2. Computers won’t be programming themselves
This prediction stems from the fact that software is about human activity systems rather than something governed by ‘scientific laws’. One of the things that I don’t think automated systems will be able to do in 20 years is understand people and their motivations and this is what you need to do if you are building software, be it simple apps or worldwide control systems.
2. Parallel programming will still be hard
We have struggled with parallel programming for 30 years. We can handle problems that are naturally parallel, such as search, but have made virtually no real progress in making it easier to parallelise other types of computation.

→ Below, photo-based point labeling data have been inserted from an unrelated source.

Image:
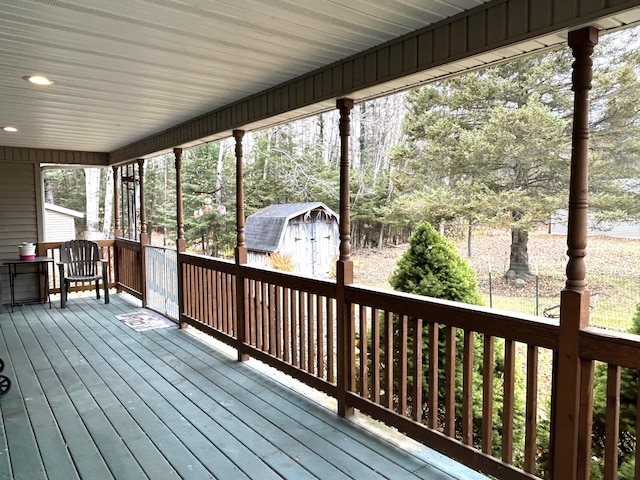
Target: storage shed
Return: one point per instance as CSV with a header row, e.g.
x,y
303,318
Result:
x,y
59,223
307,233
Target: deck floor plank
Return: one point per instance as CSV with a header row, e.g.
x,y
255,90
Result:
x,y
135,452
92,398
228,440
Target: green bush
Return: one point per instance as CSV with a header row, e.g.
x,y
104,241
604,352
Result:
x,y
628,402
432,267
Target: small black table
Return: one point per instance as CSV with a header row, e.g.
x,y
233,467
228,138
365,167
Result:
x,y
13,266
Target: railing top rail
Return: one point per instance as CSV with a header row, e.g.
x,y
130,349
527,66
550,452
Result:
x,y
56,245
529,329
160,247
290,280
205,261
610,346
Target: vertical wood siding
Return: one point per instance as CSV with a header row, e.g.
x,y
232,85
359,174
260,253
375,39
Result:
x,y
18,223
491,32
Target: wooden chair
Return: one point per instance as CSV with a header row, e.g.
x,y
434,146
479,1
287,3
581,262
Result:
x,y
79,261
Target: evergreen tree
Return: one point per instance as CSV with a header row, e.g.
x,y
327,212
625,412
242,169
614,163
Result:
x,y
431,266
628,401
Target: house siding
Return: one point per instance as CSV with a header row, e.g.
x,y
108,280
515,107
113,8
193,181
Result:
x,y
18,222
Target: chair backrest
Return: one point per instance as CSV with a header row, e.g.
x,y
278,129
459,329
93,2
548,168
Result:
x,y
81,257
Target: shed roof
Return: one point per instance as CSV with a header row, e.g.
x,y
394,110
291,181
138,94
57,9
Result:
x,y
265,228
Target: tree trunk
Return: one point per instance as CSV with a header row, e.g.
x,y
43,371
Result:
x,y
92,182
519,259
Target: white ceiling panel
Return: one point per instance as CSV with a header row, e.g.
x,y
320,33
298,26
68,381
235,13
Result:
x,y
124,70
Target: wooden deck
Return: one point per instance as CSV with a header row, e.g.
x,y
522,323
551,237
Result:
x,y
93,399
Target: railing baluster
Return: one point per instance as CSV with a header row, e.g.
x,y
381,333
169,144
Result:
x,y
295,355
278,320
286,327
612,427
375,354
417,370
331,345
311,336
637,462
403,360
531,419
488,367
450,380
467,388
362,346
303,329
321,343
508,400
388,359
432,419
273,322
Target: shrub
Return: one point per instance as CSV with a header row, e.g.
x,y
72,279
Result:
x,y
628,402
281,262
432,267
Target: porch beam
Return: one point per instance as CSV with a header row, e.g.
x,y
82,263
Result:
x,y
479,37
344,269
574,298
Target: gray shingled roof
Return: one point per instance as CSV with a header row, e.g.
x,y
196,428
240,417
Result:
x,y
264,228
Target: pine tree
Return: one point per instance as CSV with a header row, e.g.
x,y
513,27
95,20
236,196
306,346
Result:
x,y
432,267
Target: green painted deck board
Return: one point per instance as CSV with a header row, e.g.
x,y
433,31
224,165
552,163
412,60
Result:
x,y
91,398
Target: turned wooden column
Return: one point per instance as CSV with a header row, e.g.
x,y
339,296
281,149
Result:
x,y
571,412
144,236
117,226
180,243
344,269
241,252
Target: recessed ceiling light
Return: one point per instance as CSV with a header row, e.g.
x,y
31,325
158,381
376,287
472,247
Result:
x,y
38,80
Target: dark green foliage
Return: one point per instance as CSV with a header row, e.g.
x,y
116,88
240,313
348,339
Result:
x,y
628,402
432,267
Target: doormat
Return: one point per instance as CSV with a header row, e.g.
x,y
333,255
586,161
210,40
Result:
x,y
145,320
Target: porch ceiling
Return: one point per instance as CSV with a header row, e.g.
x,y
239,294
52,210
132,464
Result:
x,y
125,70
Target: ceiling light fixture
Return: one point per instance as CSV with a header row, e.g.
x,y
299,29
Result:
x,y
38,80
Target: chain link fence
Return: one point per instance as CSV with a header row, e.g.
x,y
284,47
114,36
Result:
x,y
614,295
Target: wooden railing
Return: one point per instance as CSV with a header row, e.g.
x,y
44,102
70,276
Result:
x,y
125,265
129,267
471,382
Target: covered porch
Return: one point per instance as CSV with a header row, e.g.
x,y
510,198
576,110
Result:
x,y
347,341
93,398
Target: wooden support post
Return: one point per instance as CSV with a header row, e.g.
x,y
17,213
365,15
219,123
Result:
x,y
574,298
344,270
180,241
144,236
117,226
242,319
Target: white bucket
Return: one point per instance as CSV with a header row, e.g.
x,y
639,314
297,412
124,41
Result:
x,y
27,251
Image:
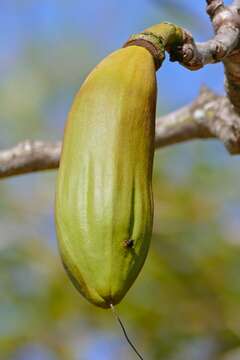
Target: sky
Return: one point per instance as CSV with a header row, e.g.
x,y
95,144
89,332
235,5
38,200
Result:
x,y
101,26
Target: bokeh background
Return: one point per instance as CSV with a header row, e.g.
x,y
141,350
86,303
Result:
x,y
185,305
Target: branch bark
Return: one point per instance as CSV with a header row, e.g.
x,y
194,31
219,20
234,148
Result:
x,y
209,116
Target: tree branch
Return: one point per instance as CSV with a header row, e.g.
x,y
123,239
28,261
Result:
x,y
209,116
225,47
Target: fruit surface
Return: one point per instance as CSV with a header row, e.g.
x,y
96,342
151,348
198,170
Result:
x,y
104,206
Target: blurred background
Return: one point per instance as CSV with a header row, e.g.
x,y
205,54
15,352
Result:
x,y
185,305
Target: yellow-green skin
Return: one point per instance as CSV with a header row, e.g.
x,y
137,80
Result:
x,y
104,194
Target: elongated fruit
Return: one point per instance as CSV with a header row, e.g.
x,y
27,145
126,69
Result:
x,y
104,207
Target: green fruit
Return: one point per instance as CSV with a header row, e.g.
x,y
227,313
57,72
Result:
x,y
104,206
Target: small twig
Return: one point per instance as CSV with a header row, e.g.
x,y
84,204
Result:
x,y
209,116
225,47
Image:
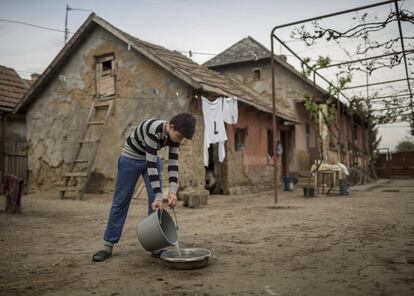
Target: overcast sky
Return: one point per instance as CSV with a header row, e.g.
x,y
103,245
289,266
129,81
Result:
x,y
200,25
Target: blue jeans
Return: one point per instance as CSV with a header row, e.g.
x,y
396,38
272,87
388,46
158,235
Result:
x,y
129,170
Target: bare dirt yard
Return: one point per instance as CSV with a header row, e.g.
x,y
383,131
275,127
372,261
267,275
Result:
x,y
361,244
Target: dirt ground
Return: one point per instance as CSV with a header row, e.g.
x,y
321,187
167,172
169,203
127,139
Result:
x,y
361,244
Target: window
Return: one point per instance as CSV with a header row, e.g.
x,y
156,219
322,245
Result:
x,y
239,138
107,66
355,133
270,142
307,132
105,76
257,73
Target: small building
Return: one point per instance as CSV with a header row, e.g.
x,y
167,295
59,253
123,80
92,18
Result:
x,y
144,80
12,125
249,62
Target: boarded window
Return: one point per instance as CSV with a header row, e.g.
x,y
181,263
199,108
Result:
x,y
239,138
257,74
270,142
105,76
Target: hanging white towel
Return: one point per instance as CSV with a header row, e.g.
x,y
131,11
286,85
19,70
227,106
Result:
x,y
214,130
230,111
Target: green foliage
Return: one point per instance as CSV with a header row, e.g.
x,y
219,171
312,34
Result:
x,y
405,145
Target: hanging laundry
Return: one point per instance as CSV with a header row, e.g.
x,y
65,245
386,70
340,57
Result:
x,y
230,111
214,130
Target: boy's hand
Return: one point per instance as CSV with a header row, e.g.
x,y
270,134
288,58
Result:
x,y
172,200
157,204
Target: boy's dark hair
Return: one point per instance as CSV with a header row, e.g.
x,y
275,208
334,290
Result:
x,y
184,123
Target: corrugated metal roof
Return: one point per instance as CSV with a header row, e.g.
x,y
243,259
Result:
x,y
12,88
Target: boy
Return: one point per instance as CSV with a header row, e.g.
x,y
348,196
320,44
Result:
x,y
139,157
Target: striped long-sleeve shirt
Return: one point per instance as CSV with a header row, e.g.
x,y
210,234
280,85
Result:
x,y
144,143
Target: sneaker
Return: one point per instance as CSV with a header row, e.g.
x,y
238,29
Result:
x,y
101,256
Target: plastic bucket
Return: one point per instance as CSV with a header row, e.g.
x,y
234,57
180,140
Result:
x,y
288,181
343,189
157,231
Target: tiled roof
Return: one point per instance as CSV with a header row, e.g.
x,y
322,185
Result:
x,y
198,76
12,88
245,50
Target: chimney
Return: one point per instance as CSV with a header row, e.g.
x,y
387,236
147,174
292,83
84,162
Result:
x,y
34,76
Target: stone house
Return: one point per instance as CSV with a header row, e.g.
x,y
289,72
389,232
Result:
x,y
101,62
249,62
12,125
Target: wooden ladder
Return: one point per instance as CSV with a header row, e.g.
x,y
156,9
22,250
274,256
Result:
x,y
81,168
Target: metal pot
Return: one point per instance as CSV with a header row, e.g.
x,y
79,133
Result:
x,y
191,258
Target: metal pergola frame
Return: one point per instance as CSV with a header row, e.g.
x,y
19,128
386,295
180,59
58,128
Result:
x,y
273,37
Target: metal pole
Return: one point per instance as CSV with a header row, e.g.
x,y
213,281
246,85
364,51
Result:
x,y
397,10
274,115
66,23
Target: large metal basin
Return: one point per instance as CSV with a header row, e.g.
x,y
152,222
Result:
x,y
191,258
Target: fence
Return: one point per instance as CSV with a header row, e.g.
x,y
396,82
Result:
x,y
397,164
15,159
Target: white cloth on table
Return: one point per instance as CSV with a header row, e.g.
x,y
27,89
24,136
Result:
x,y
214,130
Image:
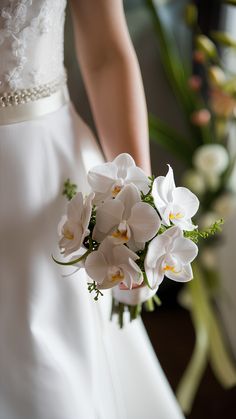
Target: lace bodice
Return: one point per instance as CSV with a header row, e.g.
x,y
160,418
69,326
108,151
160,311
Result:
x,y
31,42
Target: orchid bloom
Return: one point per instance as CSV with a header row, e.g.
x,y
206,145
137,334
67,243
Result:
x,y
108,179
170,254
127,219
112,264
175,205
73,227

I think this is because our brains have evolved to be goal-oriented – look for food, shelter, etc. and, from an evolutionary perspective, trying to focus on multiple goals leads to being eaten. This makes it really hard to ‘think parallel’ and maybe a better approach is to focus how to reconceptualise problems as search problems (e.g. search-based software engineering) so that we can use known parallel techniques.
3. We won’t all be developers
Development technology will evolve to the extent that building apps will be possible with very little platform knowledge. Many people will try this out but few will stick to it. Automating their lives isn’t a high priority for normal people.
5. Governments will still get software wrong
Politicians will not understand software and many government software projects will continue to be disasters. Need I say more.